Palmsonntag in Jerusalem - Gedanken zum Pessach-Fest

 

Das Video über die Jerusalemer Palmprozession 2014, auf das unten im Text Bezug genommen wird, finden Sie hier auf unserem YouTube-Kanal

In diesem Jahr feiern jüdische Familien in aller Welt den Beginn der Pessach-Festwoche am Abend des 27. März mit einem „Seder“. Der Seder ist ein zeremonielles Abendmahl zum Gedenken an die Befreiung der Israeliten aus der ägyptischen Sklaverei. Es handelt sich um eine zugleich fröhliche und ernste Feier mit Schriftlesungen, Gebeten, Betrachtungen, symbolischen Handlungen und Gesängen, die gerade auch Kinder anspricht. Gegen Ende wird das Hallel (Psalmen 113–118) gebetet oder gesungen. Vom Wort „Hallel“ leitet sich übrigens das auch in der christlichen Liturgie gebräuchliche „Halleluja“ ab.

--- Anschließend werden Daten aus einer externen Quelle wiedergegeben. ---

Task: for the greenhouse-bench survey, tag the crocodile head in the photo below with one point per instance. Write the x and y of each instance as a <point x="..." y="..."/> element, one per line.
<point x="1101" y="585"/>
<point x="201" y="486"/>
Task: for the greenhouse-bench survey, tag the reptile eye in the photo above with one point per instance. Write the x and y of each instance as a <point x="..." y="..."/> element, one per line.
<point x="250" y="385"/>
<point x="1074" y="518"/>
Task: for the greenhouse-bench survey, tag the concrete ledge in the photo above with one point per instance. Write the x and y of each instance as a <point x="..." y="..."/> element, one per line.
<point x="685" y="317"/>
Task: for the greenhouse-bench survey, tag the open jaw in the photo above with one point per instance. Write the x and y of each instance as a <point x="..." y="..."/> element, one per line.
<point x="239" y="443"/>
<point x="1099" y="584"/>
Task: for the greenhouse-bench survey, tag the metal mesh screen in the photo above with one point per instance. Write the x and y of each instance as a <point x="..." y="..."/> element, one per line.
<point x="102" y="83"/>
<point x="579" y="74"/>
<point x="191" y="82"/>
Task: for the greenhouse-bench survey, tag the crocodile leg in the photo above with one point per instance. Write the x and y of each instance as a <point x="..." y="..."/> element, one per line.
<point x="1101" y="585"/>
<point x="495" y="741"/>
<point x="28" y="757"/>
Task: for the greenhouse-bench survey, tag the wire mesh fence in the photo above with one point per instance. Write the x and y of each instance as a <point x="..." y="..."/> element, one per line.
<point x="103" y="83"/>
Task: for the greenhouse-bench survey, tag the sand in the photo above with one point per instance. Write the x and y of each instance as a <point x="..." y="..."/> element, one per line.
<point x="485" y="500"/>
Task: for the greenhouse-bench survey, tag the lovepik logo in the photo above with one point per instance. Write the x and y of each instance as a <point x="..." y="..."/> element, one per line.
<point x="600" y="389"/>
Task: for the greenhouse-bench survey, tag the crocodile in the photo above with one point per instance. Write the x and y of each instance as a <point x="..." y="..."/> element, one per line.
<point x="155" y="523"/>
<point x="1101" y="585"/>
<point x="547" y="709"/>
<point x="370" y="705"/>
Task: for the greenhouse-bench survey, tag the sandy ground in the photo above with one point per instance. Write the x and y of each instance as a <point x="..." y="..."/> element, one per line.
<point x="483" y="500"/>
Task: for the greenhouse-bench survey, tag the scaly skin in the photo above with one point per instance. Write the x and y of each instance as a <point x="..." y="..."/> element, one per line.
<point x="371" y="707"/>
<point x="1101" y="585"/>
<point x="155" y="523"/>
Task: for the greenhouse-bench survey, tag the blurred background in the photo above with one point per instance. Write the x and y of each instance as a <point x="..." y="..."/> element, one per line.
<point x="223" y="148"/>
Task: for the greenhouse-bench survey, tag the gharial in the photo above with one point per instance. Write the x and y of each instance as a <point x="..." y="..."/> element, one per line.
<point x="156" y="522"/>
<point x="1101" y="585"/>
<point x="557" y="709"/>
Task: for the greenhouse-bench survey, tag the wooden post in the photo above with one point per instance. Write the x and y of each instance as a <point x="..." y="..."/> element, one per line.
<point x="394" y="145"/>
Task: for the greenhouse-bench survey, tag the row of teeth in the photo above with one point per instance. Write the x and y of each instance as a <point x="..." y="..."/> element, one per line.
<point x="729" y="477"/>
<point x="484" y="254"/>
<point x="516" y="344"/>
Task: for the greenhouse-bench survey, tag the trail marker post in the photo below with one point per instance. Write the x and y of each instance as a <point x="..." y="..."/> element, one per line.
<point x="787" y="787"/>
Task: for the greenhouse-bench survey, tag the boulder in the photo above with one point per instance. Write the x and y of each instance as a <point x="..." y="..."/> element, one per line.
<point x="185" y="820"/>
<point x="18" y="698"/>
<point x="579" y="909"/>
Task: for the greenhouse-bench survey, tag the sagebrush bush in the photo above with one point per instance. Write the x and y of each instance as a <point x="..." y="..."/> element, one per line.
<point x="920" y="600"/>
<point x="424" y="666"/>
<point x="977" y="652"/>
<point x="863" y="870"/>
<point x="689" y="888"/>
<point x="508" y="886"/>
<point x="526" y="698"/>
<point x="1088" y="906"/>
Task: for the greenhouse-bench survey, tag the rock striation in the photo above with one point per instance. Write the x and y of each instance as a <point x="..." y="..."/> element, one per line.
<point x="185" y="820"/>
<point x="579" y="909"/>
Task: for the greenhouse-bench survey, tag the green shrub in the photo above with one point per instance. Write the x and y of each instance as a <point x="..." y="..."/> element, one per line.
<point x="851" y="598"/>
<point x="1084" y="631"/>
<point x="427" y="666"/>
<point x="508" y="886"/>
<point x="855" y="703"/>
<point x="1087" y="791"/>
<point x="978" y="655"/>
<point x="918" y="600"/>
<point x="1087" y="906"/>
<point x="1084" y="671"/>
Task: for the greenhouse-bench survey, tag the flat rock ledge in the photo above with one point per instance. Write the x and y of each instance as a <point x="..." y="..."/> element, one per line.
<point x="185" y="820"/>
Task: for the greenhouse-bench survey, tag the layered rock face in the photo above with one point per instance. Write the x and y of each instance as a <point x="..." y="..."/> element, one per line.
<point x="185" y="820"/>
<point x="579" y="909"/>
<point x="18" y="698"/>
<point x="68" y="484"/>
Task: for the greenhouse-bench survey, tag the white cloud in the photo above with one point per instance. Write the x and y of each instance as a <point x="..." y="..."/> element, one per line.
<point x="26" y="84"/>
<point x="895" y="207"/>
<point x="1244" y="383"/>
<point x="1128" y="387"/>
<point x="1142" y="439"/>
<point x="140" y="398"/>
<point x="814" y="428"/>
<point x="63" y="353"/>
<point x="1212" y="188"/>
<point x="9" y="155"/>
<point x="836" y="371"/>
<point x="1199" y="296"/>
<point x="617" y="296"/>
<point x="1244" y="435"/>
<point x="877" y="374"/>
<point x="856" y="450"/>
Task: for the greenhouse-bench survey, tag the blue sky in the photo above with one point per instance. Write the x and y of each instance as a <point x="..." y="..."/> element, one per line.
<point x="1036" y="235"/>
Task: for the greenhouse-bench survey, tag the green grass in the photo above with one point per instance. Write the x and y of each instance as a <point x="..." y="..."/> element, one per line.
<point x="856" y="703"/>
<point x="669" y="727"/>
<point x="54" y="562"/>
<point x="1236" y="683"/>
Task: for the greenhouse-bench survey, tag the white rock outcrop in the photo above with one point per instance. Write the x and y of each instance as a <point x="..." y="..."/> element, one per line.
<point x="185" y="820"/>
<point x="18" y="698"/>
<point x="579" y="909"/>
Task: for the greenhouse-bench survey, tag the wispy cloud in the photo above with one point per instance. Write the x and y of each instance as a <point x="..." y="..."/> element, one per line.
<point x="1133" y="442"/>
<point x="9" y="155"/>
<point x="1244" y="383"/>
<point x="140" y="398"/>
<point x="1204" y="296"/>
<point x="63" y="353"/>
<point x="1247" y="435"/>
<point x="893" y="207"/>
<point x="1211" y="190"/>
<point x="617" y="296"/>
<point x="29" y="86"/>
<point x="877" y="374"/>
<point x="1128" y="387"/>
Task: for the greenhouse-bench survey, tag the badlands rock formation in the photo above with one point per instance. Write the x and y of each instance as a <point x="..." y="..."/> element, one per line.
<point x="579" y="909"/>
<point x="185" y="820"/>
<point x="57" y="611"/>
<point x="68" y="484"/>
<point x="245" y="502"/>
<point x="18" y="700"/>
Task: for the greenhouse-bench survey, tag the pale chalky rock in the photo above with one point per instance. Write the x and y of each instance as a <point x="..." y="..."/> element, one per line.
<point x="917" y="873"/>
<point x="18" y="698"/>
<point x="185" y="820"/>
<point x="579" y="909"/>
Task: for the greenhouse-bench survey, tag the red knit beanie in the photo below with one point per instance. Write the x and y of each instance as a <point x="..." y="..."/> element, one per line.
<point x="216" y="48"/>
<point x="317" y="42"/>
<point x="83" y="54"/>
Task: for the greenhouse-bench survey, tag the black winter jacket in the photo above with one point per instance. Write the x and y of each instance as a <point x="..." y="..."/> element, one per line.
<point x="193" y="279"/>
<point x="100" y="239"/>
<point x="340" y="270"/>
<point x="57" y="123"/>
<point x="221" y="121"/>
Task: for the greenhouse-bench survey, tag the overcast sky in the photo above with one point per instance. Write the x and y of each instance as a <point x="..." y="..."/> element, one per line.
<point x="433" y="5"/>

Dass die Pessachwoche der Juden und die Heilige Woche der Christen zeitlich nahe beieinander liegen und sich manchmal – wie 2021 – sogar überschneiden, ist kein Zufall. Den Evangelien zufolge ereignete sich die Leidens- und Auferstehungsgeschichte Jesu im Zusammenhang mit einem Pessachfest. Sowohl Pessach als auch Ostern sind „bewegliche Feiertage“, weil ihr Datum – wenngleich auf unterschiedliche Weise – von den Mondphasen abhängt.

Das Video zeigt die Palmprozession in Jerusalem am Sonntag, den 13. April 2014. Sie beginnt in Betphage, führt den Westhang des Ölbergs hinab, vorbei am Garten Getsemani, durch das Kidron-Tal, dann aufwärts zur Altstadt von Jerusalem; dort durchqueren die Prozessionsteilnehmer das Löwentor und nehmen an der Abschlusszeremonie auf dem Gelände der Sankt-Anna-Kirche teil. Sankt Anna liegt rechts vom Löwentor; linker Hand geht es hoch zum Tempelplateau. Es herrscht eine fröhliche Stimmung. Menschen aus allen Kontinenten und verschiedensten Sprachfamilien kommen hier zusammen. Es sind übrigens nicht nur Pilger, denn die in großer Zahl teilnehmenden palästinensischen Christen haben schon seit vielen Jahrhunderten ihre Heimat im Heiligen Land.

Wenn man diesen Weg auf den Spuren Jesu geht, bekommt man ein Gefühl dafür, welche Stimmung bei seinem Einzug nach Jerusalem vor bald 2000 Jahren geherrscht haben mag. Eine große Volksmenge jubelt Jesus begeistert zu mit den Worten: „Hosanna dem Sohn Davids! Gesegnet sei er, der kommt im Namen des Herrn. Hosanna in der Höhe!“. Anschließend geht er zum Tempel, vertreibt Händler und Geldwechsler und heilt Lahme und Blinde. Damit zieht er sich den Ärger des hohen Tempelklerus zu. Diese Leute haben sich mit der römischen Besatzungsmacht arrangiert. Deshalb ist es falsch zu sagen „Heute rufen die Leute ‚Hosanna!‘, morgen schon rufen sie ‚Kreuzige ihn!‘“ Die Vielen, die „Hosanna!“ rufen, sind gerade nicht identisch mit den Wenigen, die Jesus den Römern ausliefern und „Kreuzige ihn!“ rufen.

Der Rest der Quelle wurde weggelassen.